Personal information
- Nationality: American
- Born: December 28, 1980 (age 45) Tarzana, California, U.S.
- Hometown: Calabasas, California, U.S.
- Height: 6 ft 3 in (191 cm)
- Weight: 220 lb (100 kg)

Beach volleyball information

Current teammate
| Years | Teammate |
| 2009 | Seth Burnham |

= Marcin Jagoda =

American beach volleyball player (born 1980)

Marcin Jagoda (born December 28, 1980) is a male beach volleyball player from the United States.

With partner Seth Burnham, Jagoda competed at the NORCECA Beach Volleyball Circuit 2009 at Manzanillo, placing 9th, and Puerto Vallarta, placing 6th. He made several more NORCECA tour appearances with Stafford Slick have a best finish 3rd in Chiapas.

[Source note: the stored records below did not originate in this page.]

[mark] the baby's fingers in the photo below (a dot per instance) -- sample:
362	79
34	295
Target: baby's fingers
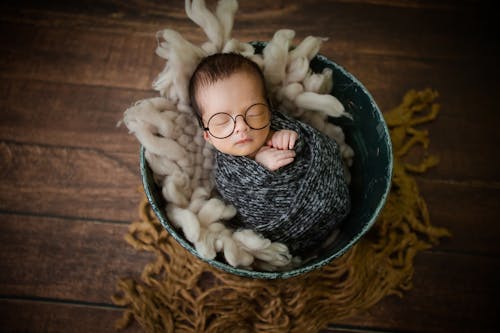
282	162
293	139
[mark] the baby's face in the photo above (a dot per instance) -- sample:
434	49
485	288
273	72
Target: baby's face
234	95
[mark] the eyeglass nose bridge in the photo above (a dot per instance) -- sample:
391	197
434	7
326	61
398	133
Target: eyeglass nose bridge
236	123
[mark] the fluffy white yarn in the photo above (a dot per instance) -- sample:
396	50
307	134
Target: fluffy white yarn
180	158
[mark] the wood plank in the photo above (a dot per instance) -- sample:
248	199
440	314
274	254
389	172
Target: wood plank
468	211
451	293
69	260
382	23
61	181
46	316
78	57
67	115
37	316
81	261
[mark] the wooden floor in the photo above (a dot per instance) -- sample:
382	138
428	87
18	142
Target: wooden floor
70	177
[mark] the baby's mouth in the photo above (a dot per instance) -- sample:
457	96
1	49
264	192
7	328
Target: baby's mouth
243	140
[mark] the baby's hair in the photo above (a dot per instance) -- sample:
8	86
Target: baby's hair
217	67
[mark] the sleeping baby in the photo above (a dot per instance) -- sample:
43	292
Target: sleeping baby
285	178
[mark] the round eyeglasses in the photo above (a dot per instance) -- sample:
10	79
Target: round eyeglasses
221	125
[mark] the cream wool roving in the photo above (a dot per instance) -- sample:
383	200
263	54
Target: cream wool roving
181	160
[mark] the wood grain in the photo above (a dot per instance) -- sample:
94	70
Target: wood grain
66	182
73	260
47	316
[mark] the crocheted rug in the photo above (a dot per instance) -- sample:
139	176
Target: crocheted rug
180	293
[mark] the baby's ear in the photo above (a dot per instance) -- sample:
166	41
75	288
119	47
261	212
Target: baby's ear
206	136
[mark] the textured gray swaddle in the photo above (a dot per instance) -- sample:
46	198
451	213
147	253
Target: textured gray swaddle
300	204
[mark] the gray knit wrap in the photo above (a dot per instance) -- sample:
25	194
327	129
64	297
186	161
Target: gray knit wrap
300	204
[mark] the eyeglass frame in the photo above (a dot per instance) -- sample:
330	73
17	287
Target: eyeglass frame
244	116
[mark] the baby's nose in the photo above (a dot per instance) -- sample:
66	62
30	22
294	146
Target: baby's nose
240	124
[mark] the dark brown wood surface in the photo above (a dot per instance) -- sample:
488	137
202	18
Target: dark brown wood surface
70	176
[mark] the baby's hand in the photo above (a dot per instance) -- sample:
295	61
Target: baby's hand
273	158
283	139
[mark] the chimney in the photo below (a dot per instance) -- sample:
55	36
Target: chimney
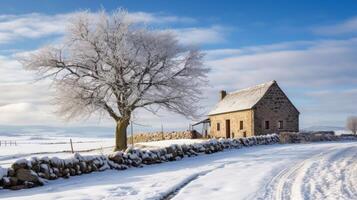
223	93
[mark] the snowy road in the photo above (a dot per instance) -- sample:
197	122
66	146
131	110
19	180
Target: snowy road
302	171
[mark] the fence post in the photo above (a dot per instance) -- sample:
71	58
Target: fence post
70	140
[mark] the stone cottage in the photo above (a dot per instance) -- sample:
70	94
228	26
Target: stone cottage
257	110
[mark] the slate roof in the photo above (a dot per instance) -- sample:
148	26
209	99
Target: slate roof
241	99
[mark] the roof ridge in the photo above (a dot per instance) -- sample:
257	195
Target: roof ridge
253	87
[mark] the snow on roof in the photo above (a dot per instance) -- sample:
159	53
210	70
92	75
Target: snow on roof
241	99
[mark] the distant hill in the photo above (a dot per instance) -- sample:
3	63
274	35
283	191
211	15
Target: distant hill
90	131
337	129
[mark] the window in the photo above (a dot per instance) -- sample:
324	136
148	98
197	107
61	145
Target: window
241	125
267	125
281	124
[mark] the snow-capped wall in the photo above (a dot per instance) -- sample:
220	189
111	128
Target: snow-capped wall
37	171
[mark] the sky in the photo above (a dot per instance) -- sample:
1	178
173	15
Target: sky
308	47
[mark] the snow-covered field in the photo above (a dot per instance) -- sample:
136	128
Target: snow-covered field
295	171
28	146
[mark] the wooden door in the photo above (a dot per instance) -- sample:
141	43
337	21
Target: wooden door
228	128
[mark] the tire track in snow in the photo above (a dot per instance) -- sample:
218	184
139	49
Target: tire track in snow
283	186
332	177
176	189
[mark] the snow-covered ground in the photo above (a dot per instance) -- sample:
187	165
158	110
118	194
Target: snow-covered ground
295	171
28	146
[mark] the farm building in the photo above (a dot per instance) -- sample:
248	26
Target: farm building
257	110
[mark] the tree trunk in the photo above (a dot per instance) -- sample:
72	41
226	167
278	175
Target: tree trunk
120	134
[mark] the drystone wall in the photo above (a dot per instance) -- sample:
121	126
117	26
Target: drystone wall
157	136
37	171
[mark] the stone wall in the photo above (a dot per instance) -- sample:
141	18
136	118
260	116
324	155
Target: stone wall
274	107
37	171
157	136
306	137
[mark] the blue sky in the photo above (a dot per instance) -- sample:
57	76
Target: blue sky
309	47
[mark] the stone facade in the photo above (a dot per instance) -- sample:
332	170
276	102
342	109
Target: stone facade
235	120
276	109
272	113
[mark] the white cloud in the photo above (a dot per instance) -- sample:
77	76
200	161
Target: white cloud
32	25
345	27
150	18
197	35
36	25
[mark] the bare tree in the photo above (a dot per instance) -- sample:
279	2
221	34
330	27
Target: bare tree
352	124
107	64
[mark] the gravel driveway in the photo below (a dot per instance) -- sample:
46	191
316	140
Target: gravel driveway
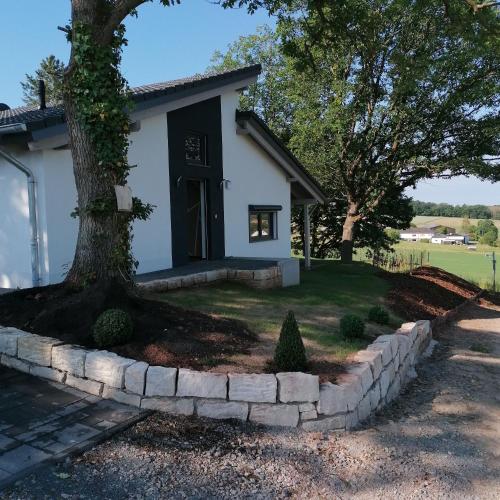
441	439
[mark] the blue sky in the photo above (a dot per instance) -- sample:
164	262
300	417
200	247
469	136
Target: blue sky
164	43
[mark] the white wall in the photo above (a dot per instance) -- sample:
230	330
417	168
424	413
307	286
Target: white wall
255	180
15	252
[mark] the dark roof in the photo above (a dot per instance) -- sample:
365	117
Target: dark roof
36	119
278	144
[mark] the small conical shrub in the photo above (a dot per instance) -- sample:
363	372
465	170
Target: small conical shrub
290	354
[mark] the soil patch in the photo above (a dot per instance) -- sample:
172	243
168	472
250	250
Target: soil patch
427	292
163	334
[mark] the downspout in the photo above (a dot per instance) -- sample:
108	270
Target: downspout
35	258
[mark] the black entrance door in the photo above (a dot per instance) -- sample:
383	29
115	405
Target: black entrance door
195	157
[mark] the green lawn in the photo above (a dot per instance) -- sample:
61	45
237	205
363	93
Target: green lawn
471	265
326	292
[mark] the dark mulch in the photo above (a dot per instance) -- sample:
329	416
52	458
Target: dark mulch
163	334
427	292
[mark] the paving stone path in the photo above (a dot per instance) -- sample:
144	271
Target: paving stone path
44	421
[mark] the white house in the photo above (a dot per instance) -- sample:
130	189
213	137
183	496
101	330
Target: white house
417	234
222	183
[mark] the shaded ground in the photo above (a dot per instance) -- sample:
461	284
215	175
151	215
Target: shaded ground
427	292
441	439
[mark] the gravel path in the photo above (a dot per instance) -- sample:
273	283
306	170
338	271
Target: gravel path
441	439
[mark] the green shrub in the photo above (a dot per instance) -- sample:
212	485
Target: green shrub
113	327
379	315
290	354
352	326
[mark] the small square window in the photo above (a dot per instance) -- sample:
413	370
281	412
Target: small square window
262	226
195	149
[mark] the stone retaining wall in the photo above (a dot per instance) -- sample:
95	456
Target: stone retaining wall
285	399
259	278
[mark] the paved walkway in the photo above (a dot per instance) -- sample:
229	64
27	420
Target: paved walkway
44	421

Jagoda represented Poland in the 2016 FIVB Beach Volleyball World Tour with Szymon Tralka, competing at the Puerto Vallarta Open and the Cincinnati Open.

==Early life==
Marcin Jagoda attended Crespi Carmelite High School in Encino, Los Angeles. He played for the Los Angeles Athletic Club boys' volleyball team, competing at Junior Nationals in 1999. His senior year was nominated to the final selection list of the 1999 McDonalds All America basketball game.

Jagoda played volleyball at UCLA having lettered his junior and senior years, graduating in 2004 with a degree in sociology. Post college, Jagoda played on year of professional basketball in Poland and Ireland. He later went back to playing indoor professional volleyball in Greece, Cyprus, and France. He qualified for the AVP tour in 2009 and followed up with a few main draw appearances on the AVP, Cuervo, NVL Tours.